«Au-delà», le nouveau Clint Eastwood

Attendu du public, Hereafter ne déçoit pas. Le thème, son traitement et son interprétation séduisent. Clint Eastwood y aborde une question existentielle peu usitée au grand écran. Evoquer un possible au-delà de la vie, est-ce tenter, par faiblesse, de se soustraire à une condition intangible de l'humanité ?

Attendu du public, Hereafter ne déçoit pas. Le thème, son traitement et son interprétation séduisent. Clint Eastwood y aborde une question existentielle peu usitée au grand écran. Evoquer un possible au-delà de la vie, est-ce tenter, par faiblesse, de se soustraire à une condition intangible de l'humanité ? N'est-ce pas, à rebours, concentrer son attention sur l'essentiel, à savoir la liberté de chacun, confronté à ses choix propres et conscientisés ?

Au confluent des approches et témoignages scientifiques, religieux ou psychologiques, le réalisateur ne prétend pas dévoiler ce qui est.Il donne à voir ce qui meut chacun, à y adhérer ou pas.

1- La contingence comme point de départ vers l'au-delà

La contingence apparaît comme le point de départ vers l'au-delà. La mort de chacun est une nécessité constitutive. Le moment où elle advient est présenté comme contingent, tout comme le sont les expériences qui ont amené les différents personnages à faire l'expérience de l'au-delà. Partie chercher les cadeaux des enfants de son compagnon, Marie le Lay (Cécile de France) est happée par un torrent dévastateur, et, l'espace d'un instant, connaît un état de mort imminent. Parti faire une course en lieu et place de son frère jumeau, Jason échappe à une bande de malfrats, mais pris dans sa rapidité, il est, faute d'attention nécessaire, percuté par un camion. Des suites d'une opération chirurgicale fortuite, Georges (Matt Damon) déclenche une capacité nouvelle, celle de communiquer avec les morts.

2- L'esseulement situationnel

L'esseulement des personnages confrontés à l'au-delà, directement ou indirectement, constitue le lot commun des « voyageurs en transit ». Les rescapés de l'EMI (Etat de Mort Imminente), se retrouvent incompris et ne perçoivent plus la vie comme précédemment l'accident. Ils sont confrontés, bien souvent à l'incrédulité de leur entourage, voire à la justification de cet état par des aléas purement physiques (commotion...) Les personnes ayant vécu le décès d'un proche vivent l'esseulement face aux non-dits, aux affaires non réglées, aux situations conflictuelles inabouties. Les morts peuvent, dans le film, également ressentir ce besoin de communiquer, et le voir inassouvi, faute d'intercesseur, de perception possible par les vivants, ou d'écoute préalable.

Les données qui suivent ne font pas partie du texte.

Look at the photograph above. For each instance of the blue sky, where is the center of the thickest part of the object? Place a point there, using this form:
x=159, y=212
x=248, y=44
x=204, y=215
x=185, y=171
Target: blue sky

3- Le questionnement des certitudes

Le divertissement pascalien (Pensées) évoquait cette difficulté à confronter ses convictions à ce point d'arrivée commun qu'est la mort. Clint Eastwood donne à voir que nul ne peut se soustraire à la responsabilité de ses choix existentiels d'une part, que la réponse que chacun apporte à la question de l'au-delà est sans doute celle qui lui permet de mieux conforter ses choix de vie personnels. Les incrédules en viennent à douter, tel ce médecin, athée, qui conclut à l'existence d'un Au-là possible. Ceux qui ont besoin d'être confortés par une croyance, subissent les affres du charlatanisme. Ainsi de Marcus qui rencontre beaucoup d'imposteurs en espérant rentrer en contact avec Jason. Ceux qui placent dans l'attente d'une réponse le renouveau de leur vie, comprennent, à leurs dépens, que c'est à eux de produire le renouveau. Ainsi de la jeune femme ayant subi des sévices dans son entourage proche, ou de cet enfant espérant toujours apprivoiser sinon une nouvelle forme de présence, tout au moins la perceptible absence.

Conclusion : Clint Eastwood illumine le traitement d'un thème qui aurait pu être rébarbatif ou convenu. Sans jamais verser dans le dogmatisme, le théisme, ou a-théisme, il confronte les consciences. A son départ vers l'au-delà, dont l'heure est souvent contingente, chacun laisse la somme de ses actes. Le déferlement d'eau qui submerge de sa force dévastatrice les constructions humaines et temporaires, signifie bien la dualité de l'éternelle régénérescence cyclique de la nature, avec la fragilité individuelle humaine. Dualité de l'unité distincte et du Grand Tout auquel chaque élément appartient.

L'homme n'est pas un empire dans un empire, comme le soulignait Spinoza. Au mieux peut-il contrôler sa conscience et ses choix, face aux incontrôlables situations. Bénéficiaire du Crédit d'Impôt International en janvier dernier, Hereafter est au plan artistique et économique un parangon de l'efficience d'un tel dispositif.